A simulation-based technology for stochastic modeling, sensitivity analysis and design optimization, aimed at development of next-generation micro-fluidic devices for biomedical applications. - During an epidemic, testing numerous patients puts a heavy burden on the healthcare sector, while infections
continue to rise in the absence of a treatment. In such a scenario, micro-fluidics technology can be used to
develop affordable point-of-care diagnostic tools for detecting infected patients early, and effective drug
discovery platforms for synthesizing therapeutic drugs. The development of such devices is extremely
challenging, needing expertise in multiple disciplines (e.g. physics, chemistry, biology), and understanding the
interplay between variables that influence operating performance requires computational assistance. While
advanced design software may be adopted to simulate the performance of such devices, precise knowledge of
prediction reliability is of paramount importance to ensure their suitability for clinical decision-making.

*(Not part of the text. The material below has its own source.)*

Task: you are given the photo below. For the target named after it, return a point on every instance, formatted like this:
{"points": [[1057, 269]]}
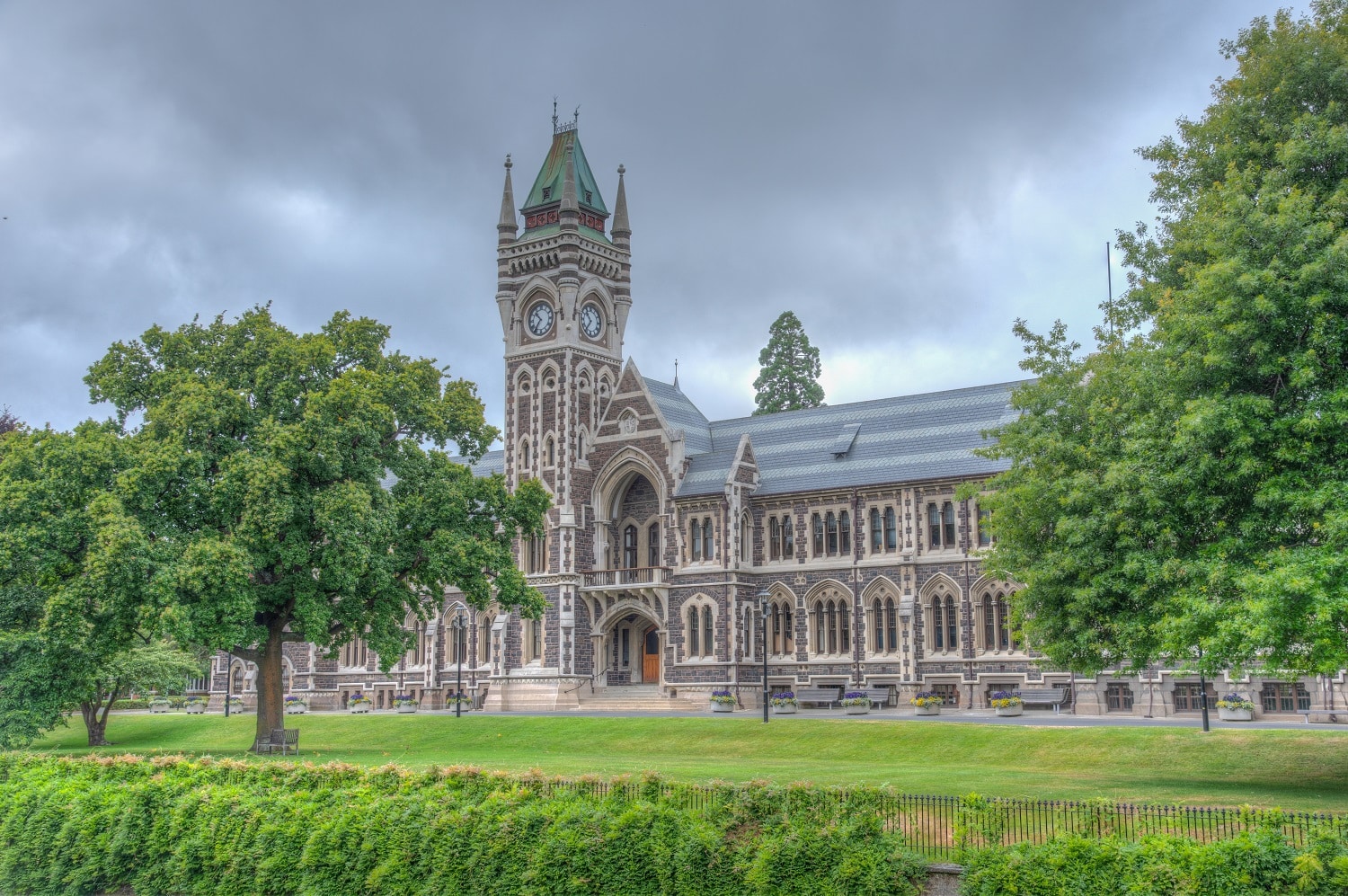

Therefore, the long term objectives of this project are to commercially introduce a new paradigm of digital
engineering design that focuses on evaluating the fluctuations in performance outputs due to variability in input
parameters and to demonstrate the relevance of such a simulation-based technology through specific
application to development of micro-fluidic biomedical devices. The envisioned proof-of-concept is a modular
computational system with practical commercial applications in the healthcare sector that demonstrates how
scientific computing, numerical simulation & artificial intelligence modeling approaches can lead to an
increased understanding of the performance of a micro-fluidic system subject to operating uncertainty, and
enable robust design optimization. The proposed approach is to employ innovative stochastic spectral methods
& advanced numerical schemes to conduct computationally efficient, high fidelity simulations involving
uncertainty quantification & propagation, model sensitivity analysis, and finite element analysis for the
engineering evaluation of progressively complex micro-fluidic device designs, and to incorporate artificial
intelligence based meta-modeling techniques to perform design space exploration for performance
improvement of such devices. The R&D efforts would establish the technical merits & feasibility of a simulation-
based technology for predictive stochastic analysis & multi-disciplinary engineering evaluation of novel micro-
fluidic devices that addresses the need for efficient & accurate performance assessment of such devices in
practical (often uncertain/variable) operating scenarios. It could subsequently be utilized by biomedical
engineers to foster the rapid development of robust next-generation devices that operate reliably within desired
operating performance specifications, such as diagnostic tools with improved detection sensitivity & specificity,
and drug discovery platforms with enhanced reconstitution of complex cellular interactions. These can play a
crucial role in rapid short-term response to control the spread of infections & to mitigate disease outbreaks,
while also offering improved solutions for enhancing long-term access to primary healthcare & comprehensive
disease treatment, thereby significantly improving public health, particularly in resource constrained settings.